使用流式处理、Pandas 和 tiktoken 从 NVIDIA Nemotron-Pretraining-Code-v3 元数据构建代码数据集管道
英文摘要
A practical tutorial demonstrates how to stream NVIDIA's Nemotron-Pretraining-Code-v3 metadata index without downloading the full multi-gigabyte dataset. It creates a shuffled 30,000-record sample, derives features like file extension and directory depth, and visualizes top languages, extensions, repositories, and directory nesting.
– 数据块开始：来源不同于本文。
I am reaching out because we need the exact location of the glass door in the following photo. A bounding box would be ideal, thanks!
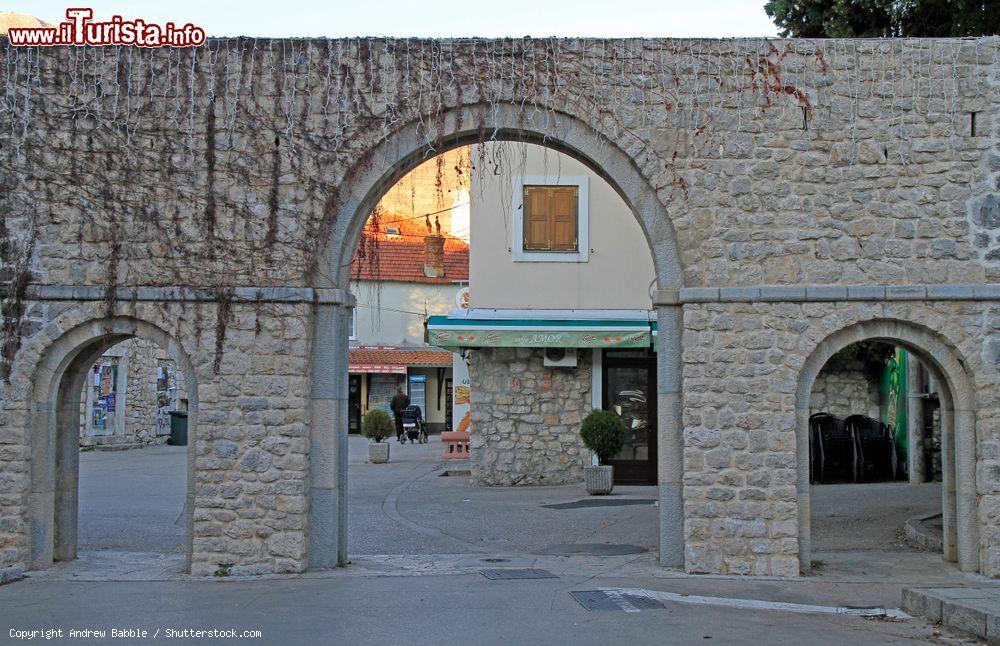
[603,350,656,484]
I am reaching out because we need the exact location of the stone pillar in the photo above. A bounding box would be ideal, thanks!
[906,352,927,484]
[656,305,684,567]
[795,408,812,575]
[941,402,958,563]
[952,404,980,572]
[309,304,353,568]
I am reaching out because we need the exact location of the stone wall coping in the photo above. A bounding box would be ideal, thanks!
[653,283,1000,307]
[15,285,355,307]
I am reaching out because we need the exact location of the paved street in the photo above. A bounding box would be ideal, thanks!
[0,437,980,644]
[80,436,941,555]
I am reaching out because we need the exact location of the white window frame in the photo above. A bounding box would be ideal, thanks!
[511,175,590,262]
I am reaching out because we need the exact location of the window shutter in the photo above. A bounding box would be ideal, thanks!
[549,186,579,251]
[523,186,551,251]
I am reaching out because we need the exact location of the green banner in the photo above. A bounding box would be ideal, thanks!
[881,348,909,456]
[428,328,650,348]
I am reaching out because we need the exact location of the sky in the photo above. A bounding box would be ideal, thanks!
[9,0,777,38]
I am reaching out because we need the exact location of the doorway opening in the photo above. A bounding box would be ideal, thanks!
[797,321,979,576]
[348,141,659,555]
[31,318,197,571]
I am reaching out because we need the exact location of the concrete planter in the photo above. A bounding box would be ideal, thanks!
[583,464,615,496]
[368,442,389,464]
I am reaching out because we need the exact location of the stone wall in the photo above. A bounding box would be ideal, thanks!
[125,339,160,444]
[469,348,592,486]
[683,301,1000,576]
[809,366,879,419]
[0,38,1000,575]
[80,338,187,446]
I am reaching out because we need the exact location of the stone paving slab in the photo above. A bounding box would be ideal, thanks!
[903,585,1000,644]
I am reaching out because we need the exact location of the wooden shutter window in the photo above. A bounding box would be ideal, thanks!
[523,186,580,252]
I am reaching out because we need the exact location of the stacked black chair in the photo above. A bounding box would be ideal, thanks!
[844,415,896,482]
[809,413,860,482]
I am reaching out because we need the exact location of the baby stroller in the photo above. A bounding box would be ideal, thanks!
[399,404,427,444]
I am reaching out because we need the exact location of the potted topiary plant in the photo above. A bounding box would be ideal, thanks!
[361,408,395,464]
[580,410,628,496]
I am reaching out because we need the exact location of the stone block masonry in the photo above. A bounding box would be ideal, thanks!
[469,348,592,486]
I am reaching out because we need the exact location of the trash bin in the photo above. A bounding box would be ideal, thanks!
[169,410,187,446]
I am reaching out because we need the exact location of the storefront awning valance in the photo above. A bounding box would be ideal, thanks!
[427,316,651,348]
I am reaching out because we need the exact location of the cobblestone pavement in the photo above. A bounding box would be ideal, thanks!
[80,436,941,556]
[0,446,979,644]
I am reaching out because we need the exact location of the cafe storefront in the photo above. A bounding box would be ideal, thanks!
[427,311,657,484]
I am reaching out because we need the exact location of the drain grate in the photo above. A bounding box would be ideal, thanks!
[570,590,666,612]
[479,568,559,581]
[542,496,656,509]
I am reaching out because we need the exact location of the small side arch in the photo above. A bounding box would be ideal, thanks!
[795,319,982,574]
[27,317,198,570]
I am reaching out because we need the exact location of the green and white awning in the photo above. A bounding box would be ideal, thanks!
[427,316,652,348]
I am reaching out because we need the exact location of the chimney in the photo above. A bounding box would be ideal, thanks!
[424,233,444,278]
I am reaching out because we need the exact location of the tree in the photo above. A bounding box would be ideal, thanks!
[764,0,1000,38]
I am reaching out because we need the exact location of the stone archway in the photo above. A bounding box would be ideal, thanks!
[795,319,982,574]
[28,317,198,571]
[309,104,684,567]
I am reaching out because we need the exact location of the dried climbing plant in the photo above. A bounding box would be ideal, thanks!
[0,38,998,380]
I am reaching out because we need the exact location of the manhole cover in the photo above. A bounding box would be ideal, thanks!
[542,496,656,509]
[479,568,559,581]
[570,590,664,612]
[539,543,649,556]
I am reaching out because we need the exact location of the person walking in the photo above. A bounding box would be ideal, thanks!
[389,388,410,442]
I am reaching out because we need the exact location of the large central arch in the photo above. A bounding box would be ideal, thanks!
[309,104,684,567]
[795,319,983,574]
[28,316,198,571]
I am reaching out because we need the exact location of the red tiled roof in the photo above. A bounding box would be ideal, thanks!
[351,214,469,284]
[350,348,452,368]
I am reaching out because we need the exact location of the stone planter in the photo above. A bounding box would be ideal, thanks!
[368,442,389,464]
[583,464,615,496]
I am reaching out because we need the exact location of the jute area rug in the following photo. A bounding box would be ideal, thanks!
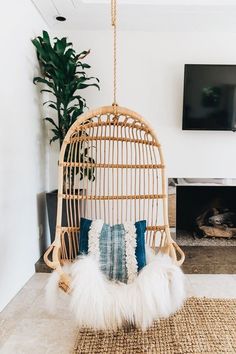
[73,298,236,354]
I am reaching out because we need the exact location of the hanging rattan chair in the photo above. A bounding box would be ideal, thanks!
[44,106,184,291]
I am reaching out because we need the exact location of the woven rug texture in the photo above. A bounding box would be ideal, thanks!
[73,298,236,354]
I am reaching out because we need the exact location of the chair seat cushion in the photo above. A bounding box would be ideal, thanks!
[79,218,146,283]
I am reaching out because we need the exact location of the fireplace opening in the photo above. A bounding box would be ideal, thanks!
[176,185,236,239]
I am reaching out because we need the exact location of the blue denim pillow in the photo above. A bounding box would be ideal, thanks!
[79,218,146,282]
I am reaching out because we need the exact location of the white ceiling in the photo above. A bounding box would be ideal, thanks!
[32,0,236,32]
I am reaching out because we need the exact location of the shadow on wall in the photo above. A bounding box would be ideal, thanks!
[37,192,48,255]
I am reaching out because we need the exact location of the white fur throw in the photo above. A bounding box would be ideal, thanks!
[46,249,185,330]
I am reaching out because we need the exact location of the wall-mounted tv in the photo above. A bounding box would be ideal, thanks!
[182,64,236,131]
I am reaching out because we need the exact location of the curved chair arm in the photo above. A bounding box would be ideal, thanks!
[43,241,71,293]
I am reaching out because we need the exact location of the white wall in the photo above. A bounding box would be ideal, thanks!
[51,30,236,188]
[0,0,47,310]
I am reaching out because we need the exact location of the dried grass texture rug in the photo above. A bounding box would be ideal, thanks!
[73,298,236,354]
The workflow reconstructs raw GitHub URLs from metadata fields (repo, commit_id, rel_path) and attempts to fetch actual source files, handling missing/deleted repos gracefully. A Python-file filter is applied, and token counts are estimated using tiktoken, while the full dataset's scale is noted at approximately 173 billion tokens across 146 million files. Processed outputs are saved as Parquet and JSON for reuse.
中文摘要
本教程展示了如何以流式方式处理 NVIDIA 的 Nemotron-Pretraining-Code-v3 元数据索引,无需下载完整的多GB数据集。它创建了一个包含3万条记录的随机样本,派生出文件扩展名和路径深度等特征,并可视化了主要语言、扩展名、代码仓库和目录嵌套层次。工作流从元数据字段(repo、commit_id、rel_path)重建原始 GitHub URL,并尝试获取实际源文件,优雅地处理缺失或已删除的仓库。教程过滤出 Python 文件,使用 tiktoken 估算 token 数量,并提及完整数据集的规模约为 1.73 万亿个 token,涵盖 1.46 亿个文件。处理后的输出被保存为 Parquet 和 JSON 以供复用。
关键要点
Streaming avoids downloading the full multi-gigabyte Nemotron-Pretraining-Code-v3 dataset, using only a 30,000-row sample for analysis.
通过流式传输避免了下载完整的多GB Nemotron-Pretraining-Code-v3 数据集,仅使用 30,000 行样本进行分析。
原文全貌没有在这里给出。